Amid the uproar that followed, a second trap was sprung. Since its defeat in the spring, the PDS had acquired a new leader. In his early forties, Massimo D'Alema was cast more in the mould of the PSI's Young Guard under Craxi, skilled in the arts of ambush and volte-face, than of his slow-moving forebears in the PCI. Behind the scenes he had been working on Bossi, feeding his jealousy of Berlusconi, who had upstaged his revolt against the old order, and the class dislike of the rough-neck for the magnate. By December D'Alema had achieved his aim. The Lega, which held a third of the seats in the ruling coalition, suddenly announced it was pulling out of the government. Berlusconi had lost his majority and was forced to resign. The first government of the Second Republic had lasted just nine months—below the average even for the First.

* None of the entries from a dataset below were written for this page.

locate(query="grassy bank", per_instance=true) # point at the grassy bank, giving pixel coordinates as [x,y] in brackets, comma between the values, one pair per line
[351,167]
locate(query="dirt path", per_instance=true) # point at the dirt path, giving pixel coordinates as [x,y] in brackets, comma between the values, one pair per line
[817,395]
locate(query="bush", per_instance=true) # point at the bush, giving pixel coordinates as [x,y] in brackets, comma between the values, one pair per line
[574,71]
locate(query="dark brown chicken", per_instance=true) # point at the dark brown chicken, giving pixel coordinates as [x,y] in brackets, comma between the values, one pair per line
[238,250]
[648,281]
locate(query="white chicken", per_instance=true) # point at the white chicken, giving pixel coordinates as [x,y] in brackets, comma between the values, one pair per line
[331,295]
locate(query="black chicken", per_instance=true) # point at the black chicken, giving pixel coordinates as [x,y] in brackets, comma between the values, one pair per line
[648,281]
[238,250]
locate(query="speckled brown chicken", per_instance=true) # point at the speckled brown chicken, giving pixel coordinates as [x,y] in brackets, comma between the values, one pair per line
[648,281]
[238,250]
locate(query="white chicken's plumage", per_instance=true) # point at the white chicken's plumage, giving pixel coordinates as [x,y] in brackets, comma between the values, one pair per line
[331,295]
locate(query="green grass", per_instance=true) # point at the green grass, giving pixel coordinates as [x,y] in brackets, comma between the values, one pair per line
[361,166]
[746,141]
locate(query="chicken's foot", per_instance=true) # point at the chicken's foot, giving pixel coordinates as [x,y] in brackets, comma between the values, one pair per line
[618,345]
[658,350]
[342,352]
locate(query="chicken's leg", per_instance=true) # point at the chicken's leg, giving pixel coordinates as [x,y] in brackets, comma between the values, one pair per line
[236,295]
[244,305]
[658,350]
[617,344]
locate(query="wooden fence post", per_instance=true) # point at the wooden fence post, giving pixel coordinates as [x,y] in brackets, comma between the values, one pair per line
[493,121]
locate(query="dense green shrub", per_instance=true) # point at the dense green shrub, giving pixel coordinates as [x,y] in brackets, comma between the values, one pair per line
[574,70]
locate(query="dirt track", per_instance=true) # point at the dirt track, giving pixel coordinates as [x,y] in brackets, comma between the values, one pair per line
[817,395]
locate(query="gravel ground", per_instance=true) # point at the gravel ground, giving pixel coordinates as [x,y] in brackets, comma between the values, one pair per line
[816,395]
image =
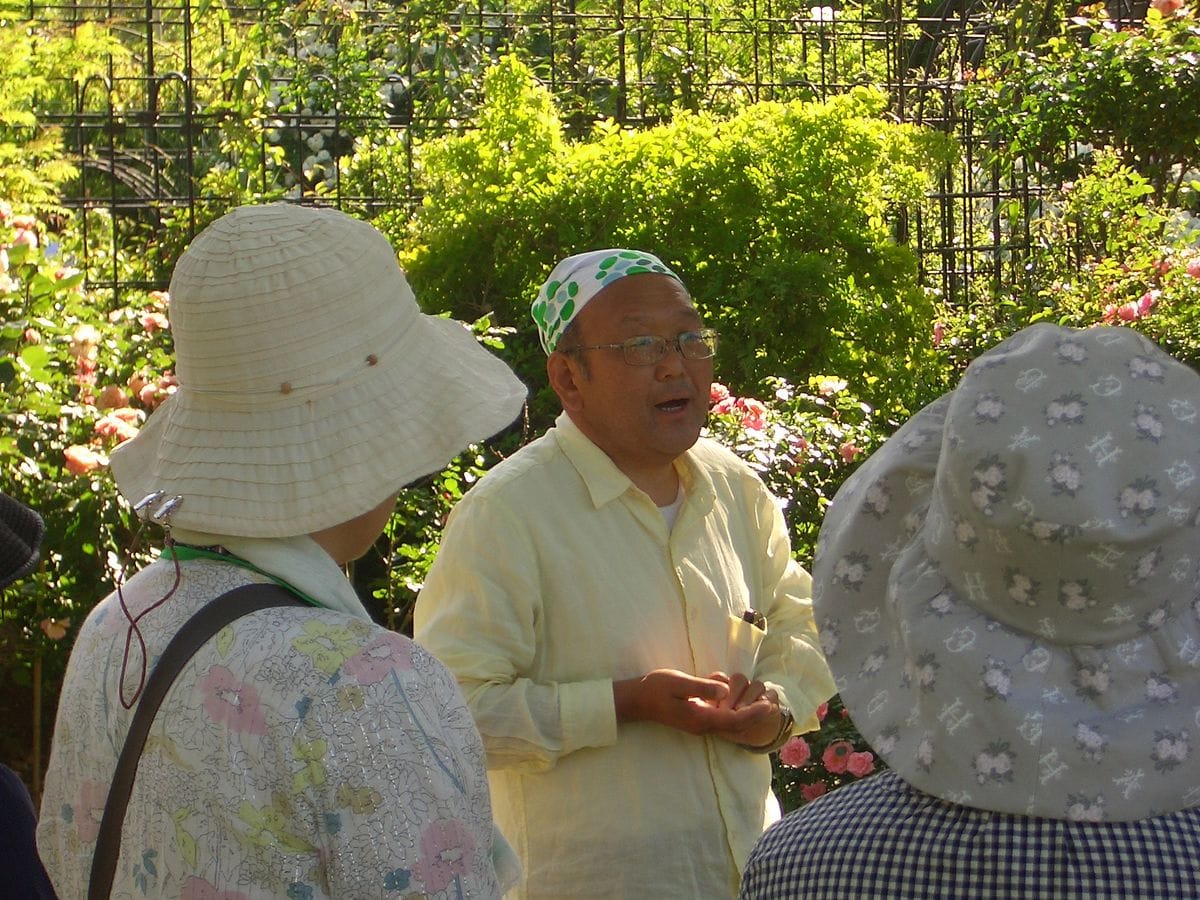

According to the doctrine that all major parties now swore by, political transparency required the calling of new elections. Since 1992 no vice of the First Republic had been more unanimously decried than the practice of constantly shifting alliances in Parliament to form new cabinets, without resort to the consent of the voters. In the Second Republic, so this doctrine went, voters who cast their ballots for a ticket could be assured that their intentions would not be turned upside down by opportunist switches of allegiance in the Chamber of Deputies. Bossi owed most of his parliamentary delegation to voters who had chosen the Pole of Liberty rather than the Lega, in constituencies where
Forza Italia had stood down for his party. When Bossi abruptly switched sides, Berlusconi thus had reason to feel betrayed, and to demand fresh elections to determine where the democratic will lay. Dissolution of the Chamber was the prerogative of the president, whose constitutional role was supposed to be
supra partes
. Scalfaro, however, fearing Berlusconi might be returned to office if voters were allowed to express their feelings too soon, spatchcocked together another cabinet under the banker Lamberto Dini. His more than willing collaborator was D'Alema, who—in keeping with the habits of the First Republic, and entirely contrary to the professed principles of the Second—orchestrated Centre-Left support for the government, in order to gain time and prepare conditions for a more favourable electoral result down the line. Bossi's truculently xenophobic party, the PDS leader explained, was really ‘a rib of the Left'.
16
In due course Dini himself—another defector from Berlusconi's team—was transmuted into a pillar of the Centre-Left coalition.

In this paradoxical outcome of the first test of the new order lies a clue to the genetic code of Italian political culture. Critical to it is a notion that has no corresponding term in other European languages:
spregiudicato
. Literally, this just means ‘unprejudiced'—a term of praise in Italy, as it is elsewhere. Such was the original eighteenthcentury meaning of the word, when it had a strong Enlightenment connotation, which it preserves to this day. The first entry in any Italian dictionary defines it as: ‘independence of mind, freedom from partiality or preconception'. In the course of the nineteenth century, however, the word came to acquire a second meaning, which the same dictionaries render as: ‘lack of scruples, want of restraint, effrontery'. Today—this is the crucial point—the two meanings have virtually fused. For other Europeans, the ‘unprejudiced' and the ‘unscrupulous' are moral opposites. But for the Italians
spregiudicatezza
signifies, indivisibly, both admirable open-mindedness and regrettable ruthlessness. In theory, context indicates which applies. In practice, common usage erodes the distinction between them. The connotation of
spregiudicato
is now generally laudatory, even when its referent is the second rather than the first. The tacit, everyday force of the term becomes: aren't scruples merely prejudices? An occasional hint along these
lines can be found in the libertine literature of pre-Revolutionary France, when characters were described as
sans préjugés
, signifying lack of sexual inhibition. In contemporary Italy, however, the elision is systematic and its principal employment has become the field of power.